First, gene trees were inferred for each locus separately. Gene genealogies were estimated for all sampled alleles by a parsimony search using Paup* (Swofford 2002); a heuristic search with 10 random addition sequence replicates, and maxtrees=100 was used. The gene trees were then used to reconstruct a population tree that minimized the implied number of deep coalescence in the contained gene trees (Maddison and Knowles 2006). The tree search facility in Mesquite (Maddison and Maddison 2004) was used to find a population tree minimizing the total number of deep coalescences summed over the loci considered. The number of deep coalescence was counted assuming the estimated gene trees for each locus were unrooted. The search used an As Is taxon addition sequence, followed by subtree pruning regrafting branch swapping, saving 100 trees (maxtrees=100).

Shallowest divergence clustering method

This approach follows from Takahata's (1989) observation of a high consistency probability between a gene tree and population tree based on the order of inter-population coalescence. Population relationships were estimated using Mesquite's cluster analysis facility that grouped populations together based on their most similar pair of gene sequences (not their average pairwise sequence divergence; see also Edwards 1997), under the assumption that there is a correspondence between the number of nucleotide differences between sequences and the order of inter-population coalescence (Takahata and Nei 1985). The distance between two clades is similarly defined, and for multiple loci, the distance between two clusters is the average of the distances based on the individual loci (for details see Maddison and Knowles 2006).

Minimum average genetic distance method

The population tree was inferred from a matrix of patristic distances among populations generated with the minimum evolution criterion (Rzhetsky and Nei 1992) in PAUP* (Swofford 2002). A heuristic search with MAXTREES = 1000 was used with an As Is taxon addition sequence for the initial tree followed by TBR branch swapping. For each locus, corrected genetic distances were calculated for all pairwise comparisons among haplotypes using models selected with DT-ModSel (Minin et al. 2003). Average pairwise distances were computed among all populations for each locus, and the average of these distances was used to infer the population tree using the minimum evolution criterion (Rzhetsky and Nei 1992).


An analysis of molecular variance shows that differentiation among populations, as well as among regions, explains a significant proportion of the genetic variation (Table 2), indicating that there is significant geographic structuring of genetic variation. However, this structuring of variation is not readily apparent from a visual inspection of the individual gene trees (Fig. 3). The genealogical history of a single locus is subject to many stochastic effects, which is why data from multiple independent loci are important to offer independent information for estimating a population (or species) tree (Maddison 1997), assuming that genealogical relationships among alleles are discernable. Each of the six loci exhibits considerable variation (Table 1) and genealogical structure is apparent in all gene tress estimated for all the loci (Fig. 3); average divergence within and between populations was 0.52% and 1.23%, respectively (not shown).

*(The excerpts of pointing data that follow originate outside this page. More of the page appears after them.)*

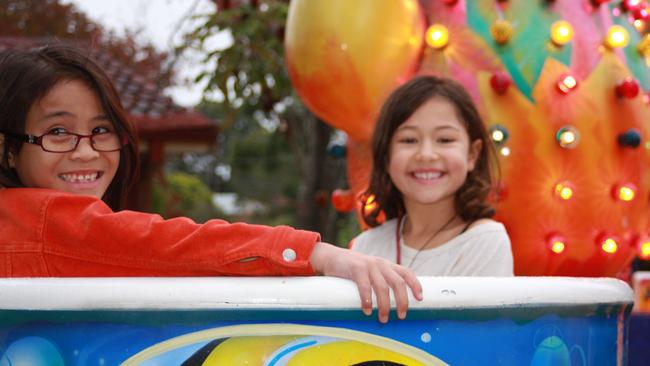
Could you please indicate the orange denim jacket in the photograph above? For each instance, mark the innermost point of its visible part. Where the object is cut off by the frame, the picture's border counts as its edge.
(47, 233)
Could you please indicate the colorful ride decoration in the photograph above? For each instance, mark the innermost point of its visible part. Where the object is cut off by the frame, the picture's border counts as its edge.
(562, 86)
(310, 322)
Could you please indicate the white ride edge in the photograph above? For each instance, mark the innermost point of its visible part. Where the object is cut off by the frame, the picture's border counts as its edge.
(298, 292)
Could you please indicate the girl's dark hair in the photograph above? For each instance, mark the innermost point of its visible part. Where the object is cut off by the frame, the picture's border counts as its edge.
(470, 199)
(26, 76)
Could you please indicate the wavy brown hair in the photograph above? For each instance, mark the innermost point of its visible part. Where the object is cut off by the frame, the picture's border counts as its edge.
(470, 199)
(26, 76)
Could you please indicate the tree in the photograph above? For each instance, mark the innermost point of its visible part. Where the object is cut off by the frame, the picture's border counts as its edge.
(52, 19)
(251, 77)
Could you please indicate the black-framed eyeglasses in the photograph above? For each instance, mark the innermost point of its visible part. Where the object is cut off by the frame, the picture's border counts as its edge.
(68, 141)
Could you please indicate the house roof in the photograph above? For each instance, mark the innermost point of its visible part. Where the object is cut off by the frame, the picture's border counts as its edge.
(154, 114)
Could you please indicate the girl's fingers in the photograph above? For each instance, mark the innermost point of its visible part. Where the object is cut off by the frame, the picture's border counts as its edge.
(382, 293)
(411, 280)
(400, 291)
(365, 292)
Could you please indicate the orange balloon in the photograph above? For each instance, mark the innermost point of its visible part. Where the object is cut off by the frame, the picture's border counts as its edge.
(344, 57)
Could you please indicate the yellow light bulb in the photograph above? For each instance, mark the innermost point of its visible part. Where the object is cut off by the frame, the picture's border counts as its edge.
(561, 32)
(437, 36)
(567, 83)
(501, 31)
(644, 250)
(568, 137)
(564, 191)
(609, 246)
(626, 193)
(370, 205)
(617, 37)
(497, 136)
(557, 247)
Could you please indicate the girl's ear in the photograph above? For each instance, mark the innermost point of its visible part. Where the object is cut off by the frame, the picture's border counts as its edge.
(474, 152)
(10, 158)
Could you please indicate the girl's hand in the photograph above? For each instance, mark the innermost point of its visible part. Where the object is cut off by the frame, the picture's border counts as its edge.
(369, 273)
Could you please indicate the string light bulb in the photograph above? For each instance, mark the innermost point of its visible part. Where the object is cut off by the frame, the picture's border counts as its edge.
(556, 243)
(567, 137)
(643, 248)
(624, 192)
(631, 5)
(561, 32)
(369, 203)
(499, 134)
(501, 31)
(563, 190)
(437, 36)
(617, 37)
(644, 46)
(609, 245)
(567, 83)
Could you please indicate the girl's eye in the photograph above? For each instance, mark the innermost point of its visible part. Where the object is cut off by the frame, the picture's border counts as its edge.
(57, 131)
(407, 140)
(98, 130)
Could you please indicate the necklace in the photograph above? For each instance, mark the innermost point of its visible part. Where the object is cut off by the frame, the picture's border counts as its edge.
(398, 239)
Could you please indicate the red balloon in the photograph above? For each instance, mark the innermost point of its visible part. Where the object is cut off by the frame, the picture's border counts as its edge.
(628, 88)
(343, 200)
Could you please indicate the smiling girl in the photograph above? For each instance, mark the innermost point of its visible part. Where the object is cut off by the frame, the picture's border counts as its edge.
(68, 155)
(431, 176)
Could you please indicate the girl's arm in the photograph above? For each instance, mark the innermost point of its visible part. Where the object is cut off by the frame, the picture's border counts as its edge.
(56, 234)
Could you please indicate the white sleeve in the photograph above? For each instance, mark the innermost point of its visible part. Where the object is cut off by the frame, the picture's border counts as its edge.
(487, 255)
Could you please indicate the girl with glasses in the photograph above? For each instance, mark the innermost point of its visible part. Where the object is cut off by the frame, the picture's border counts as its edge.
(68, 156)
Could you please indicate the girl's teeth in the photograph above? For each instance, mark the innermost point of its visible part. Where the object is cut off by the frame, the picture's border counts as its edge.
(427, 175)
(77, 178)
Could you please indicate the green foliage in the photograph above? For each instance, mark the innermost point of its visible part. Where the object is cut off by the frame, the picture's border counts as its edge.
(275, 146)
(184, 194)
(250, 74)
(56, 20)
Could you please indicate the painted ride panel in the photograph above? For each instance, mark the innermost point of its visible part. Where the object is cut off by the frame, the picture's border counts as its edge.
(310, 321)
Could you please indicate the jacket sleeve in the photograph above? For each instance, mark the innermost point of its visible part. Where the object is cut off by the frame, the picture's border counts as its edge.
(83, 237)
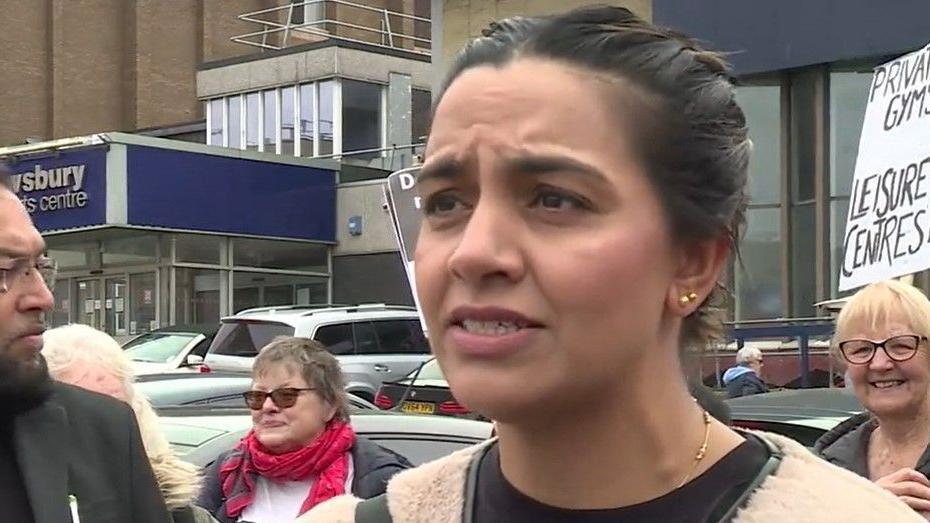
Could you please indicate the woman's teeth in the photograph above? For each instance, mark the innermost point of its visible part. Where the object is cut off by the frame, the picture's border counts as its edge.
(886, 384)
(490, 328)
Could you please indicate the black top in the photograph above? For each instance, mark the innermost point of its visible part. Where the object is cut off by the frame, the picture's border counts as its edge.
(373, 465)
(704, 499)
(14, 499)
(88, 445)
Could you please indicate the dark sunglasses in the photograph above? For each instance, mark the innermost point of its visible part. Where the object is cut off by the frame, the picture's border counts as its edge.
(283, 398)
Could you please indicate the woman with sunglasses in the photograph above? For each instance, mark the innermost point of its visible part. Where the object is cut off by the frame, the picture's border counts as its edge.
(881, 335)
(583, 184)
(301, 450)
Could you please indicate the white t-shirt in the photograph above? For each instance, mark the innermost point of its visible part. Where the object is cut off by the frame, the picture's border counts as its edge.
(277, 501)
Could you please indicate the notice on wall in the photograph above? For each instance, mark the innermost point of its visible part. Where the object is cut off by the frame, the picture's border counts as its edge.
(888, 225)
(404, 206)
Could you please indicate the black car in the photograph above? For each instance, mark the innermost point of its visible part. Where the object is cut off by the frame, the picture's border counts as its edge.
(423, 391)
(212, 389)
(801, 414)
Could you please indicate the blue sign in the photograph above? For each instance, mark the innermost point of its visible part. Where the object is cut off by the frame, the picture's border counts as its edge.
(204, 192)
(63, 191)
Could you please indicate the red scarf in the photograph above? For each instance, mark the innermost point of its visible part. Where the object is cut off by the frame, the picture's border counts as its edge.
(326, 460)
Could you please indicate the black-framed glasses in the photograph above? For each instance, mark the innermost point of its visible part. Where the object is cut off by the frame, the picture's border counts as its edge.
(283, 398)
(898, 348)
(15, 270)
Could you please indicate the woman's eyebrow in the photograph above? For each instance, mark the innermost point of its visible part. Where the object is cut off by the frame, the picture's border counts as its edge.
(440, 169)
(543, 164)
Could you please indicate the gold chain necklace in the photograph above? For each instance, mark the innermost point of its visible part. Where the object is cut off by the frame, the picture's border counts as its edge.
(702, 451)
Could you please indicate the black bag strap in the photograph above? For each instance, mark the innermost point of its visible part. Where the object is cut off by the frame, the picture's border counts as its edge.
(771, 465)
(375, 510)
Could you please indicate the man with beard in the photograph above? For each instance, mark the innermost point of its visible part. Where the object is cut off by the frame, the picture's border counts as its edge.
(66, 454)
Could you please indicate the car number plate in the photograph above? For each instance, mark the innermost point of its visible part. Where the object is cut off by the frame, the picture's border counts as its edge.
(418, 407)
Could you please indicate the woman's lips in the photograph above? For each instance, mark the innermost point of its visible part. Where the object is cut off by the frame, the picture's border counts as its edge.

Table 2.  Analysis of molecular variance (AMOVA) of the multilocus dataset; the partitioning of genetic variance among groups is based on the hierarchical population model inferred by minimizing the number of deep coalescence (see Fig. 5), in which the northern sky islands (shown in shades of blue) are compared against the more southern populations.
Source of variationdfSum of squaresVariance componentsF-statisticsTotal (%)P-value
Among groups  214448.472.9FCT=0.1111.49<0.06
Among populations within groups 1242630.7305.0FSC=0.5448.04<0.0001
Within populations14737776.9256.9FST=0.5940.47<0.0001

The lack of population monophyly and discordance among gene genealogies (Fig. 3) is consistent with expectations based on the sorting of gene lineages within populations (Hudson and Turelli 2003). To reconstruct a population tree for recent divergence, we must consider the processes underlying the messy tangle of gene trees, as when estimating other parameters, such as the timing of species divergence (e.g., Edwards and Beerli 2000; Takahata and Satta 2002; Yang 2002; Rannala and Yang 2003; Wall 2003; Hey and Nielsen 2004). In addition to the stochastic sorting of gene lineages by genetic drift (Nordborg 2001; Wakeley 2003), gene flow might also contribute to the discord between a population tree and the estimated gene trees. However, shared haplotypes are not restricted to geographically proximate populations (Fig. 2), and pairwise migration estimates tend to be low (Supplementary Tables S1), although they do vary among populations, making it difficult to rule out the possibility that the gene trees reflect some low level of gene flow. The potential influence of migration on the estimated population relationships is expected to vary depending on the methods assumptions; therefore, the sensitivity of the methods and potential to make misleading inferences about the underlying history of population divergence differs (and are discussed in detail below).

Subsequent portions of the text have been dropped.